Barack Obama’s final attempt to safeguard nuclear stockpiles

AT THE outset of his presidency, Barack Obama laid out a vision of a nuclear-free world in what became known as the Prague speech. Such was the mood of optimism that Mr Obama was prematurely awarded the Nobel peace prize. Mr Obama did manage to get a new strategic arms-control agreement with Russia soon after and last year saw what the president almost certainly regards as his greatest foreign-policy achievement: the nuclear deal with Iran.

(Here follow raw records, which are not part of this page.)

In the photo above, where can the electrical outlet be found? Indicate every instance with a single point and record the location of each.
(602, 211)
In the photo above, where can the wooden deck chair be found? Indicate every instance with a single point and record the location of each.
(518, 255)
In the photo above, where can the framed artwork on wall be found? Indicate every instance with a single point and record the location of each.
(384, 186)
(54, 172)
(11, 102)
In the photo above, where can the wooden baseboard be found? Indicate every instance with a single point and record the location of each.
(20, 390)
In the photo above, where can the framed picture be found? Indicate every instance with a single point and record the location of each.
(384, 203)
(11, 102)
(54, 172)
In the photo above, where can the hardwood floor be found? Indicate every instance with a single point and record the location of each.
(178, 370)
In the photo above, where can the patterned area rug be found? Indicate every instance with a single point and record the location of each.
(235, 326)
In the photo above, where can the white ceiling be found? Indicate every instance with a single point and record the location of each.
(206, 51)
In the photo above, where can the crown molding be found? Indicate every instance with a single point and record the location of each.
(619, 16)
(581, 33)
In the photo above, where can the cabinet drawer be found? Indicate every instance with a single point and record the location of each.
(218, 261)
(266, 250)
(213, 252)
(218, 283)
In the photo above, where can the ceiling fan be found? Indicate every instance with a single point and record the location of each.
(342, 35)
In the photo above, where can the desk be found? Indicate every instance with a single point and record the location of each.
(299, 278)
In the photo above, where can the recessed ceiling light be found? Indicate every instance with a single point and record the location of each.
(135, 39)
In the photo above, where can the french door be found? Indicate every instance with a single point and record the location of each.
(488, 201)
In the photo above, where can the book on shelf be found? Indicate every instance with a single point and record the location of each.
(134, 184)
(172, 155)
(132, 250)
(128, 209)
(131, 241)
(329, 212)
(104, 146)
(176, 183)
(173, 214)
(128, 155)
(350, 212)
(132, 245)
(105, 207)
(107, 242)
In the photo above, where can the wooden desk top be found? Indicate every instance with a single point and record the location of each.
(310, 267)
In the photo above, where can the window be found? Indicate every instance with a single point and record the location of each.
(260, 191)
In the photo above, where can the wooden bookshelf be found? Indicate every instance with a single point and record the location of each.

Those apart, there is not much to show for that early statement of intent other than a series of four Nuclear Security Summits, the last of which wrapped up in Washington on April 1st.

 

The main aim of the summits has been to create a better system of global safeguards to ensure that nuclear material, specifically highly enriched uranium and plutonium, which could be used by terrorists to construct a so-called “dirty bomb”—or even a fission bomb—does not get into the wrong hands.

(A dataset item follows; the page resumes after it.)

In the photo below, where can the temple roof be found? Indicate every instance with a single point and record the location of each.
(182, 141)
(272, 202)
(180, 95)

The summits have been a qualified success. Achievements so far include the removal of highly enriched uranium from 15 countries and the closure or conversion to low-enriched-uranium use of many research reactors and isotope-production facilities. For its part, the White House instructed the American navy to look into how it might convert the highly-enriched-uranium reactors that power its aircraft carriers and submarines.